VIDEO: Press the play button to watch our video report from the opening day of the new Hillsborough inquests.
The opening day, the victims’ families were filmed and photographed like red-carpet celebrities as they approach the oddly inappropriate glass and steel building at 305 Bridgewater Place, Birchwood, Warrington.
Some look bright and fresh, others worn by the years of struggle and anguish in their fight for the truth.
Margaret Aspinall, Hillsborough Family Support Group chairman, says as she enters the court: “It has been a very long and traumatic 25 years. It has taken its toll.
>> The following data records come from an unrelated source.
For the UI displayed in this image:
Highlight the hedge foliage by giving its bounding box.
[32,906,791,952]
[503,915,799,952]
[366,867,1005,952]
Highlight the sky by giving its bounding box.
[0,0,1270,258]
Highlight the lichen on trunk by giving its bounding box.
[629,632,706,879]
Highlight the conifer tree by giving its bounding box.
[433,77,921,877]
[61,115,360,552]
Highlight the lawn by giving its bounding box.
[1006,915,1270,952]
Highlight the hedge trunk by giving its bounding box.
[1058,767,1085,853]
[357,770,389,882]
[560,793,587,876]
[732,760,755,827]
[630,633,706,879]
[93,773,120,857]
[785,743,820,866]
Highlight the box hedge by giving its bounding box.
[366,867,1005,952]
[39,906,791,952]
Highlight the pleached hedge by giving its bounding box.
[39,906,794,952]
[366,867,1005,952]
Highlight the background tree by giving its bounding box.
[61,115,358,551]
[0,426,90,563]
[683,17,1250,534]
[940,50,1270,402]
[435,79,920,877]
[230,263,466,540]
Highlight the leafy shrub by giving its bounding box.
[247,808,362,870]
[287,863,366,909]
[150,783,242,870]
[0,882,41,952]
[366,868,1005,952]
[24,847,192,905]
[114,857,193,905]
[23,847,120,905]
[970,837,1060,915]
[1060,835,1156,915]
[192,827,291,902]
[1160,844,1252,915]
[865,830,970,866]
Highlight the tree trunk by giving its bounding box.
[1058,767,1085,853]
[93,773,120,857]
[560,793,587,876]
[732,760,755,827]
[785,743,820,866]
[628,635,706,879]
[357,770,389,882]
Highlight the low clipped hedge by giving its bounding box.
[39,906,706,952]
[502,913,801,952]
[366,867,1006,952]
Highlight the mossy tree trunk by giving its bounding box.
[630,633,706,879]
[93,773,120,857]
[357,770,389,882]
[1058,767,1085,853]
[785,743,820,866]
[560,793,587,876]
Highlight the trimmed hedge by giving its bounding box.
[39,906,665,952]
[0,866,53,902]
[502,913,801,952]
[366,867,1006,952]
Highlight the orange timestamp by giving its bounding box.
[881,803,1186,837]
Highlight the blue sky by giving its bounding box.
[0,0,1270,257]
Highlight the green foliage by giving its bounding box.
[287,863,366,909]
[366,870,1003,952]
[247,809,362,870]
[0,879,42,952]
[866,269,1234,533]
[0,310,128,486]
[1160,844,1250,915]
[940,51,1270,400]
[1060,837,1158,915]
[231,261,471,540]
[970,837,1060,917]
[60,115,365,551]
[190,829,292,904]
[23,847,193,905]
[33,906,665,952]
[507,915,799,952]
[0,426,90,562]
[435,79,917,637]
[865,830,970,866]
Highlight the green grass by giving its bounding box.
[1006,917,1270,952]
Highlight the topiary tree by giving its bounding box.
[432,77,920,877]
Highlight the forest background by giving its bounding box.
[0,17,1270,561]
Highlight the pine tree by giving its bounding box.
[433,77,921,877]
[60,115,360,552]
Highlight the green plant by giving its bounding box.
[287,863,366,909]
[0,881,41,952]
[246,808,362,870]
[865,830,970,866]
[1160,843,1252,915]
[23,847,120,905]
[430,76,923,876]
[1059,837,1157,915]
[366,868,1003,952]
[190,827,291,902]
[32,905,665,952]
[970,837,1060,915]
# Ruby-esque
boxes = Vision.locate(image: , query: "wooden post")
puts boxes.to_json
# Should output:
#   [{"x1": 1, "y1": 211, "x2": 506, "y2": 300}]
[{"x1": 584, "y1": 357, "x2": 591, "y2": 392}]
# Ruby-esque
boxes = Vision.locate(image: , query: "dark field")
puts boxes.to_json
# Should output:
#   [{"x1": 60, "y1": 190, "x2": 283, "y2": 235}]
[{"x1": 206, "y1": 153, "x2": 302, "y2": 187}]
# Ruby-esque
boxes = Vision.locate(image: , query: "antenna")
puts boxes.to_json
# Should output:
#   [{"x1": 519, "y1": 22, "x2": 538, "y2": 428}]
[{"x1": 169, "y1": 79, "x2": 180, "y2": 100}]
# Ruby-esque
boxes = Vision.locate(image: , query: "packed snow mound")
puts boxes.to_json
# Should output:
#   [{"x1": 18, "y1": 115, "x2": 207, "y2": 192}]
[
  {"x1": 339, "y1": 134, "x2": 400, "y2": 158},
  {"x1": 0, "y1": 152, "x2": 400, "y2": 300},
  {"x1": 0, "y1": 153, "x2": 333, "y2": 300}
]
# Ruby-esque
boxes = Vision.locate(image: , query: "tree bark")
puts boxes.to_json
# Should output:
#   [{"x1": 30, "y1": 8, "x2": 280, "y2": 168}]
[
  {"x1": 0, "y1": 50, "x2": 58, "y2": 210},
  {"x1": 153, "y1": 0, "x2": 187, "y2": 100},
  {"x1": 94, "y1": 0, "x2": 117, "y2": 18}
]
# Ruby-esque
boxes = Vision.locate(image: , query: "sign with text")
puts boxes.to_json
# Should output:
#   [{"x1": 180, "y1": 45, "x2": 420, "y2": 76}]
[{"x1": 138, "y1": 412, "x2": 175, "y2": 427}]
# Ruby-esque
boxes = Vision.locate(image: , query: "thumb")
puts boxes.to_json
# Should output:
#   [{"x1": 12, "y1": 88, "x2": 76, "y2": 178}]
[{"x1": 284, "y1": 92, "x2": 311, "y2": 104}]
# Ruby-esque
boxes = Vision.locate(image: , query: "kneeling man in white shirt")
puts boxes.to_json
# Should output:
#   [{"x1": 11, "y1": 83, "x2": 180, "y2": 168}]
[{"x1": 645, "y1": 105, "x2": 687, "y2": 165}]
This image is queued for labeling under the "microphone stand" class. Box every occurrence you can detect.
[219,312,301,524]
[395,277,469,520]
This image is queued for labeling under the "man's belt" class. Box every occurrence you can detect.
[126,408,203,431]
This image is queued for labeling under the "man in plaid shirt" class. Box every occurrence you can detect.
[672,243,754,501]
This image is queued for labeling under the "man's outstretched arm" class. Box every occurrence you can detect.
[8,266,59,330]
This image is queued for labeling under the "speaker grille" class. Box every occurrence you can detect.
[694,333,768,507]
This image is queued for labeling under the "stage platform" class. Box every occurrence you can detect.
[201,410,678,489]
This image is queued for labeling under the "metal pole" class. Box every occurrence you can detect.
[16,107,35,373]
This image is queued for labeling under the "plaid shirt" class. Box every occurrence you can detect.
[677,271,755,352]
It means so much to so many to finally see the new inquest start.”
But even now errors are being made:
* Jurors are sent to the wrong entrance and get lost within the building;
* There are no seats for the 25 jurors as they wait to be selected in the courtroom;
* Jurors inadvertently mix with family members before the hearing and have to be removed from the jury panel.
It’s not a great start, but there has been humour.
Laughter all around as Lord Justice Sir John Goldring reads out a declaration by a potential juror that he is an Everton supporter.
“We can live with that,” quips a family member.
Another potential juror ‘describes himself as a follower of Manchester City or Liverpool’, to which Mark George QC replies: “That’s what this season is known as an each-way bet.”
What is a dead cert is that it is a massive undertaking.
Bridgewater Place is a curious choice for a hearing of this gravity and duration.
The footpaths from the railway station to the venue are freshly paved – yellow signs point the way along the 10-minute walk like it is a new tourist attraction.
For some it’s a walk to a job or jury service, for others it’s a pilgrimage of hope that this is the last leg of a bitter and painful 25-year journey.
Legal procedure took up most of day one, but for the families it’s the start of what they hope is the road to justice. They have waited too long already.
Another 12 months may test their patience but it won’t extinguish their unquenchable desire to know the truth.